The Rev. Dr. Erin Cox-Holmes

Some churches in Donegal Presbytery, which includes Philadelphia suburbs, vast stretches of farmland and Amish country, are doing “creative things to share their property,” Cox-Holmes said, including nesting other congregations and offering their space to ministries alleviating food scarcity and ministries to people experiencing homelessness.

The Presbytery of Western North Carolina has “a lot of rural churches,” said Wade, a former General Assembly vice-moderator who’s been on the job for 14 months.
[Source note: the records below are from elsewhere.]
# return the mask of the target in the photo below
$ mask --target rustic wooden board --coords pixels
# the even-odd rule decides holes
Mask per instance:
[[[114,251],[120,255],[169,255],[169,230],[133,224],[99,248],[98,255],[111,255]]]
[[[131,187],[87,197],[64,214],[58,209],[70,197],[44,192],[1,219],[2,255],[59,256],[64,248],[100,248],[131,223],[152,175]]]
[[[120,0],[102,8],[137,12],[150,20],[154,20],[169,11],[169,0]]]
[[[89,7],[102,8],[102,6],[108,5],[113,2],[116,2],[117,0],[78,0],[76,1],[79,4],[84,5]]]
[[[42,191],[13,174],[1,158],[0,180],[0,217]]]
In that time span, five churches have closed, most of them in rural, mountainous sections of a presbytery that also includes the cities of Asheville and Gastonia.

The Rev. Dr. Byron A. Wade

“Some of our churches have been around since the Revolutionary War. They have long histories with people who have been there for many generations,” Wade said. “There is the fleeting thought that the five churches we have closed so far won’t be the last ones.” Some of it is pandemic related, he said, and some of it is “a natural delaying of the inevitable.”

Donegal Presbytery is planning meetings with congregations “at or near the critical mass” of considering whether to dissolve, Cox-Holmes said. Representatives from such churches meet with “clusters of congregations in similar circumstances” to “go through the discernment process for their future.”

The uptick in church property sales has placed “new demands on mid councils,” Blankinship acknowledged, adding he’s grateful for the presence of a retired pastor in the Presbytery of Greater Atlanta who’s also a commercial real estate agent with a niche market in churches.

“I have learned enough to get by with on-the-job training to manage things,” Blankinship said. “Seminary did not train me to be a property manager.”